Fortunately he was in and out like a shot, and the retreat was less painful than the invasion. A quick look around inside, and “nothing to see here”, he assured me.
I lay in the bed afterwards composing myself and trying to restore what little was left of my dignity. I looked for consolation from the nurse, “My wife says nothing is as painful as childbirth, what does she know, hey?”. Her smile suggested that maybe mankind has a significantly lower pain threshold than womankind. But then, what would she know? I’ll take gas and air next time, or an epidural.
Back to my original friendly first nurse for comfort tea (in a proper cup) and sympathy. I was feeling a little better – until she insisted that I pass water again. “But I just did that 10 mins ago” I meekly protested, before shuffling off to the toilet like a child obeying his mother.
My relief at my ability to pass water fluidly without blood was immediately – well drowned – by the return of the previously mentioned AGONY (remember I mentioned AGONY?). “Ow Ow OW” I ventured again through gritted teeth and everything. Three “Ows” I gave it on the richter pain scale. I was in a private cubicle, nobody could hear me this time. Always better to suffer alone.
I tried to compose myself, emerged into the ward and staggered back to my chair – resisting the strong temptation to squeeze myself where it hurt on the open ward. She suggested painkillers might help. I said that I had forgotten to bring them with me. Foolish me. Did she have any? The desperate pleading in my eyes eventually worked, and she popped me a couple of paracetamol. “Maybe you have a particularly thin urethra?” she offered – words I never expected to hear. “Maybe I do” I said out loud , and thought inwardly “and probably a little longer than yours”.
My second biopsy two days later was a comparative doddle. I think I gave almost enough detail of the first one to avoid the need for repetition. It was infinitely less painful than the cystoscopy and half the pain of the first biopsy. Maybe it was the two painkillers, cleverly taken before the insertion this time. Or maybe the consultant was a little less enthusiastic. But it was fine, and a different nurse this time kept me talking about football at the respectable end of the table.

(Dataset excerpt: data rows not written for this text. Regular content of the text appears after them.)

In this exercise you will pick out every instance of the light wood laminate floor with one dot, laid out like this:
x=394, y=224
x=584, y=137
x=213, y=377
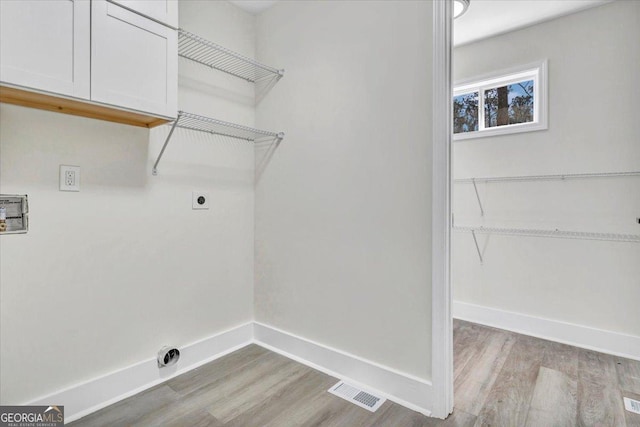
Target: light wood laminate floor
x=501, y=379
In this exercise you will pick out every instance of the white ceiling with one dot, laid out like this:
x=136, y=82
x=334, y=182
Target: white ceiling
x=486, y=18
x=254, y=6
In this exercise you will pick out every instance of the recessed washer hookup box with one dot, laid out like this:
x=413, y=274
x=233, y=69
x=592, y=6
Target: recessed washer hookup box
x=16, y=211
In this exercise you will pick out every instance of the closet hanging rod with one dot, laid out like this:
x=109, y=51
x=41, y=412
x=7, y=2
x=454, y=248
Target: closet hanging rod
x=547, y=177
x=209, y=54
x=216, y=127
x=634, y=238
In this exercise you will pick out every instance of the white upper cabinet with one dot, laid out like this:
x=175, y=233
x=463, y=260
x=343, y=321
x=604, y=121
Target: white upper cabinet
x=45, y=45
x=134, y=60
x=163, y=10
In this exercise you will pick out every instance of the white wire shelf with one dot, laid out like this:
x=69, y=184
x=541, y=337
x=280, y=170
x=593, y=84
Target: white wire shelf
x=209, y=54
x=635, y=238
x=198, y=123
x=547, y=177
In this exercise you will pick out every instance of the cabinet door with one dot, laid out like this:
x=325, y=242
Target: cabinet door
x=163, y=10
x=134, y=61
x=45, y=45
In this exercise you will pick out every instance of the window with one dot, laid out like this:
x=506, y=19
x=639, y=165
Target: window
x=501, y=103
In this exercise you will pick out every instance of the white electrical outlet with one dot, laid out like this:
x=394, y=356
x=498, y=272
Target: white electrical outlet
x=200, y=200
x=69, y=178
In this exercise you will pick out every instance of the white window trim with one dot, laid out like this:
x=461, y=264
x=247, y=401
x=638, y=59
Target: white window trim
x=536, y=71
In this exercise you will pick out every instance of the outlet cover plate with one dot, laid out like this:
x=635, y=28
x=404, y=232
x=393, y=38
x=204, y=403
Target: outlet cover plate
x=200, y=200
x=69, y=178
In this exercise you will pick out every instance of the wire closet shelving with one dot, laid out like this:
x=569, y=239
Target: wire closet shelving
x=209, y=54
x=555, y=233
x=215, y=127
x=563, y=234
x=474, y=181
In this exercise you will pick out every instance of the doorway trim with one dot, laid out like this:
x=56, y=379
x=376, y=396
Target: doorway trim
x=441, y=320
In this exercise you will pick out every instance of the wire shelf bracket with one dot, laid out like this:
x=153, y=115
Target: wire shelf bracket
x=212, y=55
x=198, y=123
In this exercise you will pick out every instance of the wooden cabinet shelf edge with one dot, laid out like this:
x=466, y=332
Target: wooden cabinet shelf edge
x=83, y=108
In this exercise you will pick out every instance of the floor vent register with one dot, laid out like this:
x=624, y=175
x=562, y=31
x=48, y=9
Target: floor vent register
x=632, y=405
x=357, y=396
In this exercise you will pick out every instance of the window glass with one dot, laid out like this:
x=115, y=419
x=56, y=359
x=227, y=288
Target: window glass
x=465, y=112
x=508, y=105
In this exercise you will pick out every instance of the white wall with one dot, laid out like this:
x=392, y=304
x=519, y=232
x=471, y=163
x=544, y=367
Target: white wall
x=108, y=275
x=594, y=64
x=343, y=207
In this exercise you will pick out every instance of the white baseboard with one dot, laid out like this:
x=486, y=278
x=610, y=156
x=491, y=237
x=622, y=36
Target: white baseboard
x=85, y=398
x=580, y=336
x=88, y=397
x=404, y=389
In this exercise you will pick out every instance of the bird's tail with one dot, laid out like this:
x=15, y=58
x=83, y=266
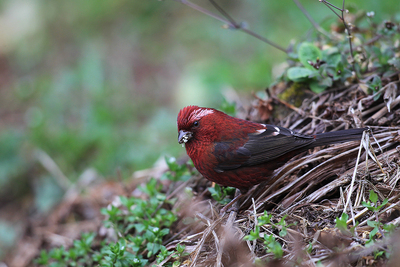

I was nervous before I went in – and glad of my wife chaperoning me through to the correct ward. Anxiety seems to make the simplest tasks unfathomable. We had come in separate cars, as she had a large class of small children to teach later, and if we were more than an hour, she would need to drive home without me. But fortunately, this time we waited only 20 minutes before my name was called.
“Here we go again” I thought. The re-trial jury has decided, the second verdict is about to be announced. There is a piece of paper with my name in it and a new set of scores for another 12 slithers of my body. Here come the results from the second round of voting.